The find, detailed in a peer-reviewed study published in the scientific journal PeerJ, is named after Loki, a mythological humanoid Norse god with horns and his Triceratops descendant and roughly translates to “Loki’s horned face resembling a caribou.”

“The dinosaur now has a permanent home in Denmark, so we went with a Norse god, and in the end it doesn’t really look like Loki with the curved blades?” said Loewen, co-author and paleontologist at the Natural History Museum of Utah in Salt Lake City.

As a replica was put on public display at the museum, co-author and paleontologist Sertich of the Smithsonian Tropical Research Institute said, “It’s one of those stories with a happy ending, where it didn’t go to someone’s mansion. It ended in a museum, where it will be preserved forever, so that people can study it and visit it with pleasure.”

The original is on permanent display at the Museum of Evolution on the Danish island of Lolland, south of Copenhagen, Denmark, where both men are scientific advisors.

Sertich and Loewen reconstructed the head and frill/horns sequence from dinner plate-sized bone fragments and smaller bone fragments found in 2019 in northern Montana, just south of the Canadian border.

Once they put the skull together, they realized they had a new dinosaur species, the largest North American find ever from a group of horned dinosaurs called centrosaurines.

It has the largest frilled horns ever seen on a horned dinosaur, but it lacks the rhinoceros common to most centrosaurines.

“This new dinosaur pushes the boundaries of bizarre ceratopsian headgear, with the largest frill horns ever seen on a ceratopsian animal,” says Sertich.

“These skull ornaments are one of the keys to unlocking the diversity of horned dinosaurs and show that evolutionary selection for showy displays contributed to the staggering richness of Cretaceous ecosystems.”

As formidable as its appearance is, it appears that Lokicertatops’ elaborate headgear was all about showing off and nothing to do with predation, since, like Triceratops, it was a harmless herbivore.

Comparing dinosaur horns to bird feathers, Sertich noted how they evolved different colors and patterns to distinguish the species they belong to from other similar bird species.

“We think these dinosaurs’ horns were analogous to what birds do with displays. They use them for mate selection or species recognition,” he said.

Lokiceratops was excavated from the same rock layer as four other dinosaur species, indicating that all five lived 78 million years ago in the swamps and coastal plains along the eastern shore of what was then a sea in the center of the continent, three of which were closely related. but only found in that region.

“To see five of them living together is unprecedented diversity, similar to what you would see today on the plains of East Africa with various horned ungulates,” Sertich said.

Loki’s discovery is evidence that these three species appeared within a relatively short period of time, but were geographically restricted to this specific location – a process often observed in birds on islands or otherwise isolated habitats – unlike the wide range of mammals , like elk, now found throughout the western United States.

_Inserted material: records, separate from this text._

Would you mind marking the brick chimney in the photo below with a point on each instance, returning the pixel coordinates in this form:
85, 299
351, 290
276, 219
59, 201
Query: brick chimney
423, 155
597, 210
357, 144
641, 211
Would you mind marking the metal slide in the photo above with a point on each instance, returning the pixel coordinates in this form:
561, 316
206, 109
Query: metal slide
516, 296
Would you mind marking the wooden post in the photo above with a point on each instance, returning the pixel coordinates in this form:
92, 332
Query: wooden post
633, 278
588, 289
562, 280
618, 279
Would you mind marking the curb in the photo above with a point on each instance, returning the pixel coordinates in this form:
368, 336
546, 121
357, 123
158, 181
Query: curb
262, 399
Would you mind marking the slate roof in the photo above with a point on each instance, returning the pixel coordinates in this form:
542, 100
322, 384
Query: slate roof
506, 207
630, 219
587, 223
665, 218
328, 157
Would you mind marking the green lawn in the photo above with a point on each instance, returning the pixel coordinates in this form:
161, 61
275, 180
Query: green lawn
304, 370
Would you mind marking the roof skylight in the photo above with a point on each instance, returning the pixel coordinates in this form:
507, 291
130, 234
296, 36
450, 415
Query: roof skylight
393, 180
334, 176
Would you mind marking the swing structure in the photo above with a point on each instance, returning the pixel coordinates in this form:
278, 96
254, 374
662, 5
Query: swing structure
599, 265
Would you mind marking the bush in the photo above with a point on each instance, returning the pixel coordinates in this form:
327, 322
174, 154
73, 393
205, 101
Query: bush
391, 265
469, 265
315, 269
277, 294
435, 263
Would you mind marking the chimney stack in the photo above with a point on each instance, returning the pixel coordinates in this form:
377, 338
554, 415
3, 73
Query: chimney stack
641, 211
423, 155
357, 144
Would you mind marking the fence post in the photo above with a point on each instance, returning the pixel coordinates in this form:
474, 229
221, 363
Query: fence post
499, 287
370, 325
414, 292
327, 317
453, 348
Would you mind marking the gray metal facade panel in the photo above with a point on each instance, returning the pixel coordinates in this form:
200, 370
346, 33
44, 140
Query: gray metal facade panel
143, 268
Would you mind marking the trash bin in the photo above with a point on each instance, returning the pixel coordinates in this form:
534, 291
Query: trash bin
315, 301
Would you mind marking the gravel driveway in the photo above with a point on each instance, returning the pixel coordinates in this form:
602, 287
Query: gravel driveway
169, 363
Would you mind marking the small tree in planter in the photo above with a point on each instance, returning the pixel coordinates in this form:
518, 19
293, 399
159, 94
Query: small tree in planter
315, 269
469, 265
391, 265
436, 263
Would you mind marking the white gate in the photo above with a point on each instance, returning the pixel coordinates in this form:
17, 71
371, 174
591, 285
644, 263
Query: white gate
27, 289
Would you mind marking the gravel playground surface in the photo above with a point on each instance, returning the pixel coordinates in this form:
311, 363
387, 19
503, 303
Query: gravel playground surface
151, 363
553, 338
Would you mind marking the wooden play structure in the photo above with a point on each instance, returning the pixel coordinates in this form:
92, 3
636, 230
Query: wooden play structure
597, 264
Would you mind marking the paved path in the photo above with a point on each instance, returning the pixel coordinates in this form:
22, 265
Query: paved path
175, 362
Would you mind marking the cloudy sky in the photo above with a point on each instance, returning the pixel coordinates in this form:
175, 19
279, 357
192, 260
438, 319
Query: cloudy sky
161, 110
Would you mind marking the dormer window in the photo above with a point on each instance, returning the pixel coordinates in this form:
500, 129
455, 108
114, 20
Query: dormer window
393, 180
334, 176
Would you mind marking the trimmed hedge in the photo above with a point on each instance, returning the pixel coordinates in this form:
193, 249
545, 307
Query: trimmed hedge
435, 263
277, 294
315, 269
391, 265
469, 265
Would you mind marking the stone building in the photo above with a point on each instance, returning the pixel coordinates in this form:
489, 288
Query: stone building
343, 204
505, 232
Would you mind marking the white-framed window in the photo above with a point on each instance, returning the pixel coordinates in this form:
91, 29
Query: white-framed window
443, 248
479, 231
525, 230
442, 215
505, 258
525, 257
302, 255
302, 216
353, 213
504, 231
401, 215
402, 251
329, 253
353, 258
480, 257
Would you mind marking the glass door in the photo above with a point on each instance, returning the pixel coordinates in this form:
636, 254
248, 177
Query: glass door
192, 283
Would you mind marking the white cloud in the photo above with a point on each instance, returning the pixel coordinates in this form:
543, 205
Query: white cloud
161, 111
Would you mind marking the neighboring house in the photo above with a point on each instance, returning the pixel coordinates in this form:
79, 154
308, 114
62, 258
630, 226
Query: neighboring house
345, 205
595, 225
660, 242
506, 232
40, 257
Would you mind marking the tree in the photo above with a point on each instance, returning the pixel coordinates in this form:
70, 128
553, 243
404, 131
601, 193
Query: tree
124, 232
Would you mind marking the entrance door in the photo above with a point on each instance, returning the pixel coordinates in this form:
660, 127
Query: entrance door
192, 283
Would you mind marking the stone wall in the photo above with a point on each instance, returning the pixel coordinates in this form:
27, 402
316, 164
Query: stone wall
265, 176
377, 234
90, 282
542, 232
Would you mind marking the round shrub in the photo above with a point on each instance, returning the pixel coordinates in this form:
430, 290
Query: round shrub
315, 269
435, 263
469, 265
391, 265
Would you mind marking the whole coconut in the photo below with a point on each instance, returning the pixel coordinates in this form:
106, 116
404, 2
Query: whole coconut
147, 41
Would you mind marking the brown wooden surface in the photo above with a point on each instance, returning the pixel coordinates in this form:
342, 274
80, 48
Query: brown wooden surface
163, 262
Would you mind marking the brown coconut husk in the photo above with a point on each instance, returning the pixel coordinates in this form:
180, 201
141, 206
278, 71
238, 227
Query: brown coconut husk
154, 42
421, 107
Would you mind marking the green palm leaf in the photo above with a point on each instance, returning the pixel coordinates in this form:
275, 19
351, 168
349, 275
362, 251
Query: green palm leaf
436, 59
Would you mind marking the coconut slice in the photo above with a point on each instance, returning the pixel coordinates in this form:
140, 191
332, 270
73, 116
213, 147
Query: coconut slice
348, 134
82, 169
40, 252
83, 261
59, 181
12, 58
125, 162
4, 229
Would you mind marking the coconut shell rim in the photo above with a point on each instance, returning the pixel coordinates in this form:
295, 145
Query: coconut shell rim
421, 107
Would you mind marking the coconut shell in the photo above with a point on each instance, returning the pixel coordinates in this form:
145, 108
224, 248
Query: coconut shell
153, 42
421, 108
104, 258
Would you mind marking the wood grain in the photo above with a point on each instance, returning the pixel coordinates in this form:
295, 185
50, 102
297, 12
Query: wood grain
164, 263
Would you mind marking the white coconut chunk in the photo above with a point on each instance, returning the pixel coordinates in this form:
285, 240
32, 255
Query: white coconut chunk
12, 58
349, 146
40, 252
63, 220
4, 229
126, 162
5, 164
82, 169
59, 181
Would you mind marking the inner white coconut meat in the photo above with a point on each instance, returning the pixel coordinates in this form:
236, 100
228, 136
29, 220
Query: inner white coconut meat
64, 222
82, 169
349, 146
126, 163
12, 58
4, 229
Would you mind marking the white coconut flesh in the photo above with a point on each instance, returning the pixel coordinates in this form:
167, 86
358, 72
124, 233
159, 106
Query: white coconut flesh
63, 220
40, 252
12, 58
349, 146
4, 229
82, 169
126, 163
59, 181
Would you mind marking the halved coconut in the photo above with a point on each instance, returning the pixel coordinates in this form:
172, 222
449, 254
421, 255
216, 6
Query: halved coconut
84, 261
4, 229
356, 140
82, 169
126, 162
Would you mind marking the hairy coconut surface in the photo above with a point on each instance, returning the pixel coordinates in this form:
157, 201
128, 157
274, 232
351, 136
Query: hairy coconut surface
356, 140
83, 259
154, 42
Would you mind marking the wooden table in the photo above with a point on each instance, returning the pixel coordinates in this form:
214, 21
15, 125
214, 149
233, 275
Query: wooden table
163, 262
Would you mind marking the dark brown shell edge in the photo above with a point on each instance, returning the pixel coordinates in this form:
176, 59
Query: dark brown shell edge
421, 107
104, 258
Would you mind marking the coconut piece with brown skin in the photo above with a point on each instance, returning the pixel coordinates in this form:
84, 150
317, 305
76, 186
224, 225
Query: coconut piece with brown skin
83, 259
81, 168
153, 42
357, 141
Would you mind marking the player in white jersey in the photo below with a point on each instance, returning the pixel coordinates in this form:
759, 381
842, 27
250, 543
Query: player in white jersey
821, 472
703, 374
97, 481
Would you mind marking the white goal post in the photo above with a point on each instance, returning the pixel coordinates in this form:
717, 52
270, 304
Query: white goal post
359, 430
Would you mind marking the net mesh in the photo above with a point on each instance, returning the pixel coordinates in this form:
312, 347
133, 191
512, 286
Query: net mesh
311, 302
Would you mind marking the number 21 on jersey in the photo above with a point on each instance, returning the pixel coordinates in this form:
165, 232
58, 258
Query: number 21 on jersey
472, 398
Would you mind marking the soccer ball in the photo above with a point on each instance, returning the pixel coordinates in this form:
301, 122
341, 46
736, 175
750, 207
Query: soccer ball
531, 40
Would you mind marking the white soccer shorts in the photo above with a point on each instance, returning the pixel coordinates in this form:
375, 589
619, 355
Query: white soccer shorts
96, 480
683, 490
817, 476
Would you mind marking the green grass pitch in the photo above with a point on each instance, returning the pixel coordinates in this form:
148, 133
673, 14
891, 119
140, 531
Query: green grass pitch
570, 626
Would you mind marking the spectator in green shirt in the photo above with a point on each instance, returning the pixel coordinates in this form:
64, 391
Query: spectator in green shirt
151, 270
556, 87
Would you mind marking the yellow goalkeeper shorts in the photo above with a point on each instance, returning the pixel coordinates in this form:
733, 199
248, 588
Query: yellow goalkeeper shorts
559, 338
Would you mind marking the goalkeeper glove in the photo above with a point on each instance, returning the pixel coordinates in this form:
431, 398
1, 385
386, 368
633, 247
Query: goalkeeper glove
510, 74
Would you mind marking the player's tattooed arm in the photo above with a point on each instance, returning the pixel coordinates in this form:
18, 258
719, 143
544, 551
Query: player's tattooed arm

However, these regional differences had been ironed out by the end of the Cretaceous period, leaving only two species of horned dinosaurs from Canada to Mexico, which Sertich suggests could be due to the fact that regional differences in climatic conditions had been replaced by a homogeneous climate.

The end of the Cretaceous Period marked the end for the horned dinosaurs, and even for the dinosaur age itself, with the Chicxulub impactor when an 11 kilometer wide asteroid traveling at 70,000 kilometers per hour crashed into the northern coast of what is now Mexico’s Yucatán Peninsula , struck. -o’clock.

The study both provides the most comprehensive genealogy of horned dinosaurs and shows that there was much greater diversity among dinosaurs than previously thought.

“Lokiceratops helps us understand that we are only scratching the surface when it comes to the diversity and relationships within the horned dinosaur family tree,” says Loewen.